In-place conversion of Sorted DLL to Balanced BST

Given a Doubly Linked List which has data members sorted in ascending order. Construct a Balanced Binary Search Tree which has same data members as the given Doubly Linked List. The tree must be constructed in-place (No new node should be allocated for tree conversion)

ListNode{
    ListNode pre, next;
    int val;
    ListNode(int val){
        this.val=val;
    }
}

Solution One

O(nlgn) time complexity, O(lgn) space complexity

1) Get the Middle of the linked list and make it root.
2) Recursively do same for left half and right half.
       a) Get the middle of left half and make it left child of the root
          created in step 1.
       b) Get the middle of right half and make it right child of the
          root created in step 1.

@Method
public static ListNode convert(ListNode head){
    if(head==null || head.next==null) return head;
    ListNode slow=head, fast=head;
    while(fast!=null&&fast.next!=null){
        slow=slow.next;
        fast=fast.next.next;
    }
    if(slow.pre!=null) slow.pre.next=null;
    if(slow.next!=null) slow.next.pre=null;
    slow.pre=convert(head);
    slow.next=convert(slow.next);
    return slow;
}

Solution two

o(n) time complexity, O(lgn) space complexity

1. We first count the number of nodes in the given Linked List.

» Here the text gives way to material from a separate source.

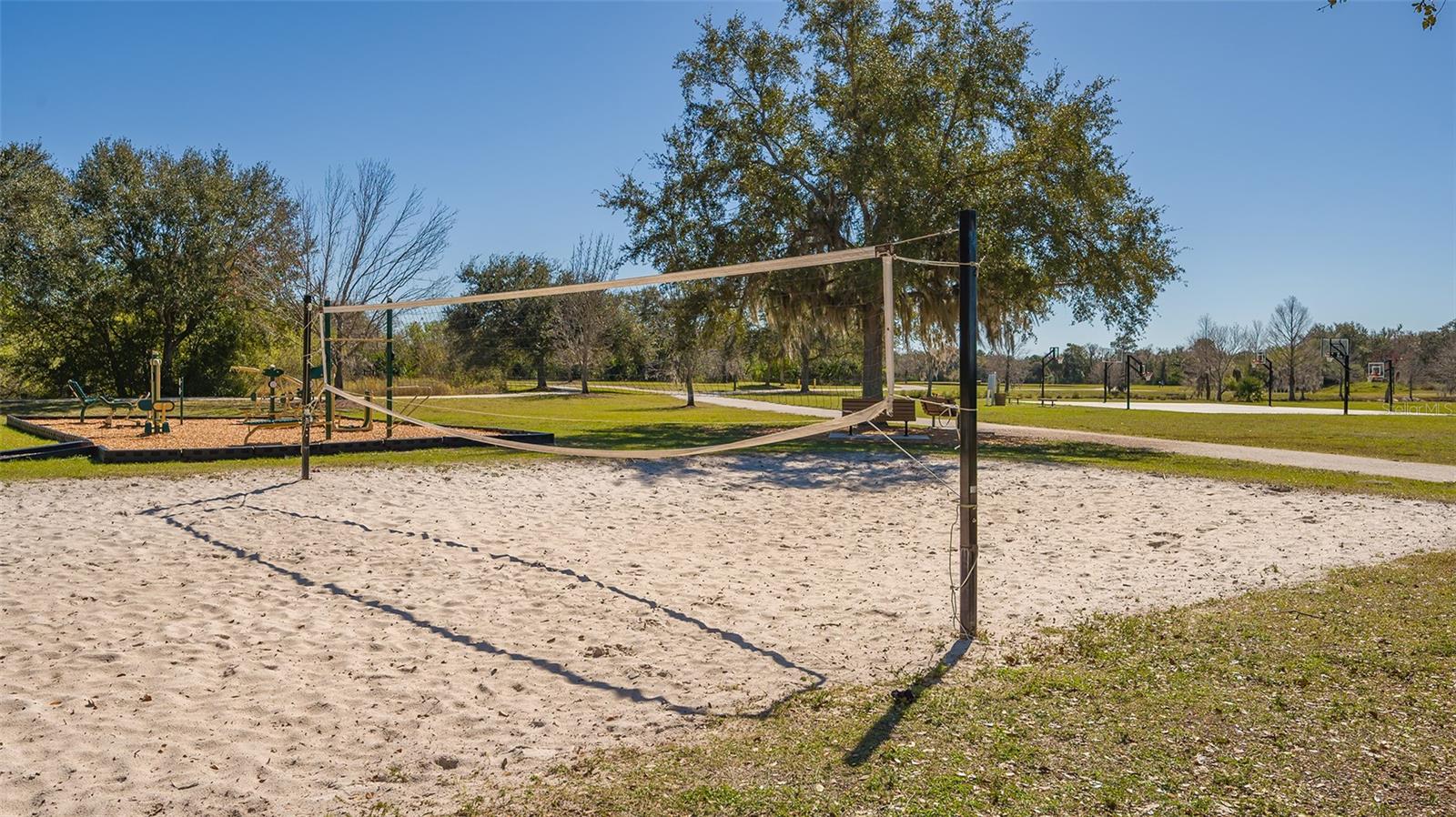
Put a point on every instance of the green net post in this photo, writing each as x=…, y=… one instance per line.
x=328, y=373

Let the count be n. 
2. After counting nodes, we take left n/2 nodes and recursively construct the left subtree. 
3. After left subtree is constructed, we assign middle node to root and link the left subtree with root. 
4. Finally, we recursively construct the right subtree and link it with root.
5. While constructing the BST, we also keep moving the list head pointer to next 
so that we have the appropriate pointer in each recursive call.

@Method
public static ListNode convert(ListNode head){
    if(head==null || head.next==null) return head;
    int n=0;
    ListNode ptr=head;
    while(ptr!=null){
        n++;
        ptr=ptr.next;
    }
    return build(head, n);
}

public ListNode build(ListNode head, int n){
    if(n<=0) return null;
    ListNode left=build(head, n/2);
    ListNode root=head;
    root.pre=left;
    head=head.next;
    root.next=build(head, n-n/2-1);
    return root;
}